Our comparative study also examined a concrete marketing funnel and ROI scenario. Thus, it puts a number on the gap and prompts us to ask more profound questions about how to close it. Without intervention, AI could deepen the gaps. Already, big successful firms are racing ahead with higher ROI and market share. In contrast, smaller firms are left behind because they cannot afford to catch up. However, there are solutions.   Lowering costs through technology democratization or subsidies and raising benefits through improved readiness and collaboration can even be the playing field.

In the next section, we conclude with key takeaways and recommendations from this research. Then we cover the limitations and avenues for future research to continue exploring this rapidly evolving field.

Conclusion

This study explored how AI changes marketing outcomes and economic impact in the e-commerce and retail sector. The study specifically compared the United States and Armenia. By looking at research and quantifying potential scenarios, we arrive at several important conclusions:

1. AI has a profound ability to improve marketing performance metrics. This leads to large revenue booms. Our models showed AI-driven targeting and personalization that nearly doubled revenue for both U.S. and Armenian retailers. Industry reports from McKinsey, IBM, Deloitte, and Gartner confirm this. Hence, companies that use AI see higher click rates and better ROI. The central promise of AI in marketing is true across diverse contexts. Furthermore, from a purely technological standpoint, AI marketing tools can help any business, large or small, if used correctly.

2. However, the economic impact of those improvements is highly uneven across countries and firm sizes: market size, location, and context matter. In a large market like the U.S., the dollar value of AI gains is massive. This justifies and fuels further investment. Firms can also get high returns on their AI spending because it is a necessary business move to compete. 

In a small market like Armenia, even dramatic percentage improvements translate into only small dollar gains. This often does not justify the high cost of the AI tools. This creates a “snowball effect” where leading firms have both the means and the motive to adopt AI. They gain more and increase their lead. Small firms, in contrast, face a poor cost-benefit ratio, which delays their adoption of AI. Thus, the gap keeps growing. Without intervention, digital e-commerce gaps will widen globally. This echoes the warnings of McKinsey’s and UNCTAD’s studies that AI could potentially widen divides [3].

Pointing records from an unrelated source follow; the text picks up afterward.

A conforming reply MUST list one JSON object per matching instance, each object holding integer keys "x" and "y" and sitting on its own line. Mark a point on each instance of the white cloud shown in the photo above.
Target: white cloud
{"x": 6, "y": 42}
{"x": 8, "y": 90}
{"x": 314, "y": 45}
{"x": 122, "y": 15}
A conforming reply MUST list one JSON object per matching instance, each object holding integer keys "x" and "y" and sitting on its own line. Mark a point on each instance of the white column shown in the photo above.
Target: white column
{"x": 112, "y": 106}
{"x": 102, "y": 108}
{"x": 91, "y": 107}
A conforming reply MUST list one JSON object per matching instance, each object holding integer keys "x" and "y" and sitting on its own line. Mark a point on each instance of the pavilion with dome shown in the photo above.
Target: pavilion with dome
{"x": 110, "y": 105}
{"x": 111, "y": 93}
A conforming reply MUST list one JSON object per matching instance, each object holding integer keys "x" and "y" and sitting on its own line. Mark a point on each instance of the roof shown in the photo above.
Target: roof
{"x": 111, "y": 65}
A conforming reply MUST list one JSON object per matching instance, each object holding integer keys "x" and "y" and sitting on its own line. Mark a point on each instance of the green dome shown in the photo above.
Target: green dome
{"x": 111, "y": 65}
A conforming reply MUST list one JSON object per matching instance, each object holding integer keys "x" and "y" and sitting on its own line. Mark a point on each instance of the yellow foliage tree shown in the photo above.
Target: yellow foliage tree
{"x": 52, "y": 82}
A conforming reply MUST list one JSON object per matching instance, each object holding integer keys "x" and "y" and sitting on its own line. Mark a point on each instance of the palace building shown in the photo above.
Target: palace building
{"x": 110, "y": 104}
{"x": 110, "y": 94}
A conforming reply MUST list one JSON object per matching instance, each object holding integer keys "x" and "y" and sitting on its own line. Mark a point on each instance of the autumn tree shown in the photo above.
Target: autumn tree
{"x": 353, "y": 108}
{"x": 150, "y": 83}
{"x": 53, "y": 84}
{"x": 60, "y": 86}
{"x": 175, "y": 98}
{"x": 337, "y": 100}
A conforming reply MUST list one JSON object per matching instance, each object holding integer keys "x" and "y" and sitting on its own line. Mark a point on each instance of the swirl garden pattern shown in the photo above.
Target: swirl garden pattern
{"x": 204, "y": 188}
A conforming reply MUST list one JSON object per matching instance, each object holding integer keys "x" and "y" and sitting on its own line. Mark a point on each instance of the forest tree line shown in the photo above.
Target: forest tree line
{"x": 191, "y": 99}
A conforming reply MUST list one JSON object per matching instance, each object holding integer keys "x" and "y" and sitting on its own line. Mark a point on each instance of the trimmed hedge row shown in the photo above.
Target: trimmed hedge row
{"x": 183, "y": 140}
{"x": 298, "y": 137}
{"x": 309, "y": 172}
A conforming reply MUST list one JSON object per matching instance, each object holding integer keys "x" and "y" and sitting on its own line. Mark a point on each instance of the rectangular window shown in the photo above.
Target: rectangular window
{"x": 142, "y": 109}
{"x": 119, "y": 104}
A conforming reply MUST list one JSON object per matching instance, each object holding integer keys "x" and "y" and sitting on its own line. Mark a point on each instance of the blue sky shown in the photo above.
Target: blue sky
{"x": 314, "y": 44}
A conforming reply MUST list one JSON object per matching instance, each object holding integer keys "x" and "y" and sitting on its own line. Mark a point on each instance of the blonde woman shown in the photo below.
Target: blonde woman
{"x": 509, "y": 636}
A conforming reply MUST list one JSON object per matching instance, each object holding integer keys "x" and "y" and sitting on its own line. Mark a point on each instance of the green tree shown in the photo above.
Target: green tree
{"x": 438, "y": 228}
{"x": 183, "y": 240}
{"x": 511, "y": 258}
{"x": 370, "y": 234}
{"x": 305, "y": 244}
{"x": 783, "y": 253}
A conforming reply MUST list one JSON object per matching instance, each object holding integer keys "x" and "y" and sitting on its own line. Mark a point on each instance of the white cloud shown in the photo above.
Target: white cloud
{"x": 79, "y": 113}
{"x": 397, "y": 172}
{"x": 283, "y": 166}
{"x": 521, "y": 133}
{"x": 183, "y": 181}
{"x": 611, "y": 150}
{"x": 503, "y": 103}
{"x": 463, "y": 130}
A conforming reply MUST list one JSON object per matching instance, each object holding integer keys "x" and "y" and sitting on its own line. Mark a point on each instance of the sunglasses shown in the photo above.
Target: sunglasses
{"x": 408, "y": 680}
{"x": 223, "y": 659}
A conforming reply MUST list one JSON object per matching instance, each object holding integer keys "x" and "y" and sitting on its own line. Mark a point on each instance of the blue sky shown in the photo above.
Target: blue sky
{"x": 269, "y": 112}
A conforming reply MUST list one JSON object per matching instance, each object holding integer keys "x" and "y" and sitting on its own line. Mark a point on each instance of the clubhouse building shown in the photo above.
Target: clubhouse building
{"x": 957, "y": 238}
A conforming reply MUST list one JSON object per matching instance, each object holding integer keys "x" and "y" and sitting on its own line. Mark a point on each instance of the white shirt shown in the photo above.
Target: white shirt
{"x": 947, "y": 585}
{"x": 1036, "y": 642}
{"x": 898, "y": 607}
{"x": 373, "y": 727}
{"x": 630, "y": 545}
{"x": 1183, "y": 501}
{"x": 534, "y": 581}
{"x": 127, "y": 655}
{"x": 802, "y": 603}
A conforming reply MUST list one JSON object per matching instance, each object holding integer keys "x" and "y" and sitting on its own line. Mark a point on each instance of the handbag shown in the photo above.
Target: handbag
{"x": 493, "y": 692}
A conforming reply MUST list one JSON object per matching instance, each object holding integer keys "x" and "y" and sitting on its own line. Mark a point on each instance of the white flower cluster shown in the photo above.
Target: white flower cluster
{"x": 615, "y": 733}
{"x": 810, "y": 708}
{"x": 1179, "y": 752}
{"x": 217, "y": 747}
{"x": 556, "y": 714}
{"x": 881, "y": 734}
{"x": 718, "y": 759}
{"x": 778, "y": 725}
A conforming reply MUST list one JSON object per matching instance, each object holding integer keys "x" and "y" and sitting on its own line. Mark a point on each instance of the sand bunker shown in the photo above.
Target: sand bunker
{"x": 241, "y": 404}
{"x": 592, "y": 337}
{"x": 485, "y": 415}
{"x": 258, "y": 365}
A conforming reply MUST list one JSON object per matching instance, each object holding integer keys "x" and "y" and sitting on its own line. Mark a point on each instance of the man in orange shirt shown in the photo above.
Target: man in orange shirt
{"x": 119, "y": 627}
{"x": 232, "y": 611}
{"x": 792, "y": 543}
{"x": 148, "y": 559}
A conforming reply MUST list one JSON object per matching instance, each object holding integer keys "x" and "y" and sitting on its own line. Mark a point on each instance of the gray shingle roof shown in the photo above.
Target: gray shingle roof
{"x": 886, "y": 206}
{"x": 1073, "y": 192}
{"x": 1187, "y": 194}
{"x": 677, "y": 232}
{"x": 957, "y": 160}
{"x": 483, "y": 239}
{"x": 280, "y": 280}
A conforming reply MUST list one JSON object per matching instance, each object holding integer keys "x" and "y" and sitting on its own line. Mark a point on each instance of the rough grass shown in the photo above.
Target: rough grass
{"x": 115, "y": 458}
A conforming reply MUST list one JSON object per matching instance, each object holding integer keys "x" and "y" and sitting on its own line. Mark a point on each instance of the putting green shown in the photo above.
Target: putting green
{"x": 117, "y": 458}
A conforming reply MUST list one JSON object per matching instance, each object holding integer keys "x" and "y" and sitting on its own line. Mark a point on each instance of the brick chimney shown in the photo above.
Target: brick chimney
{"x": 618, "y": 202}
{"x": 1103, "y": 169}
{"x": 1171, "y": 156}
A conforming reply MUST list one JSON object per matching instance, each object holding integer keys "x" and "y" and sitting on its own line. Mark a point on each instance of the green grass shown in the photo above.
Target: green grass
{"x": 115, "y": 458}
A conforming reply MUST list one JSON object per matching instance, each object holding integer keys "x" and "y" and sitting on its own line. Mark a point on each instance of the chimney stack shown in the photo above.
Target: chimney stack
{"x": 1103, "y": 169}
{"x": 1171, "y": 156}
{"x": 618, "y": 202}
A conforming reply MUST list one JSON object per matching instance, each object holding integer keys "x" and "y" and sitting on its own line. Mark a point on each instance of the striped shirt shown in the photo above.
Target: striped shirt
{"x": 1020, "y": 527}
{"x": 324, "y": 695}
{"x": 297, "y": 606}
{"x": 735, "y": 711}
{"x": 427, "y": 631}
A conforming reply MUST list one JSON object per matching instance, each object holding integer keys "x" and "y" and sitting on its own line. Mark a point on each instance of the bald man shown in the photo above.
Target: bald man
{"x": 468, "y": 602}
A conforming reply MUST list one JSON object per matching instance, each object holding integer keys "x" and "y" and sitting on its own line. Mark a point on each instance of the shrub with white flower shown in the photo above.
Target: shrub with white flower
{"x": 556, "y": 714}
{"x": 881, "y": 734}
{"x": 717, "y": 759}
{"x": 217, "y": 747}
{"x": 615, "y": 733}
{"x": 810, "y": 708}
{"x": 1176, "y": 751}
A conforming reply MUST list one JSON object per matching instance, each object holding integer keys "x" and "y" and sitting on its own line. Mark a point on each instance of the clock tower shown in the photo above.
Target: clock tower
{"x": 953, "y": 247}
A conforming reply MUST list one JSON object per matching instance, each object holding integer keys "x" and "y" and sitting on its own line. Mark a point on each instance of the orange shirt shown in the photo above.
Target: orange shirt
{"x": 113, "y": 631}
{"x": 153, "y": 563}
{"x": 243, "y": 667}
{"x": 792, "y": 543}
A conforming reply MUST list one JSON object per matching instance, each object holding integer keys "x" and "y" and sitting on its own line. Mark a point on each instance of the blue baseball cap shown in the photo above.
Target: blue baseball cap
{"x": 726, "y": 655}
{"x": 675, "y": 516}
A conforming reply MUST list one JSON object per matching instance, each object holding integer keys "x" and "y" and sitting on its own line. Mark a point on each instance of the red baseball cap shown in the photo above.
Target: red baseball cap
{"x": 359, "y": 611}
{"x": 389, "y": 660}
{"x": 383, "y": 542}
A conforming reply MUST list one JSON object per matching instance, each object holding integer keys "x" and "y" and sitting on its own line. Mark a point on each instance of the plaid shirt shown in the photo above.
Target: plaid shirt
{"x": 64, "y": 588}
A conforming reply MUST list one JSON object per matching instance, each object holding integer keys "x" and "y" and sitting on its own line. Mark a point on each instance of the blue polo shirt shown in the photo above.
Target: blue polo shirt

3. To bridge this gap, we need strategic action on multiple fronts. For advanced economies and industry leaders, they should focus on responsible, sustainable AI scaling. They should keep investing in AI for speed and advantage. But at the same time, they must also retrain their staff and handle ethical problems. They must also share successful methods. As AI becomes integral to marketing (just as social media strategy is today), companies need clear AI governance policies to ensure fairness and privacy. Creating these policies would benefit consumers and avoid repercussions that could undermine the very gains AI provides. Meanwhile, smaller economies and SMEs should focus on enabling access and building capacity.

  • Policymakers and development partners should work to lower the financial and knowledge barriers. Our findings support measures such as subsidies for digital tools, pooled resources, and training programs. These measures will help raise ROI by reducing costs or boosting AI adoption in strict settings.
  • Small businesses should pursue collaborative, frugal innovations. They can use open-source AI, free trials, and platform-based services that deliver AI power cheaply. Businesses should also team up with tech providers. Alternatively, they can also work with other smaller companies to share data and solutions.
  • There is also a role for local tech entrepreneurship: They can create AI solutions tailored to local needs and languages. This makes the AI work better through those markets.  Government support for local AI startups (as Armenia is beginning to do with its IT sector push) can create tools that these small traditional sectors can use. 

4. The marketing function shows a small picture of the bigger digital transformation journey. We specifically examined AI in marketing. But the many lessons from this study apply to other business domains, such as operations and customer service. Marketing is often the frontline of AI adoption. This is because the improvements are easy to measure in sales and costs. Success in AI-powered marketing could spill over. For example, a company that sees ROI in marketing AI might next try AI in inventory management or pricing optimization. Thus, the marketing use case is a key test of AI’s value. If small firms in new markets achieve early wins with AI marketing, it will accelerate digital change across the board. It helps build a new comfort level and mindset for innovation.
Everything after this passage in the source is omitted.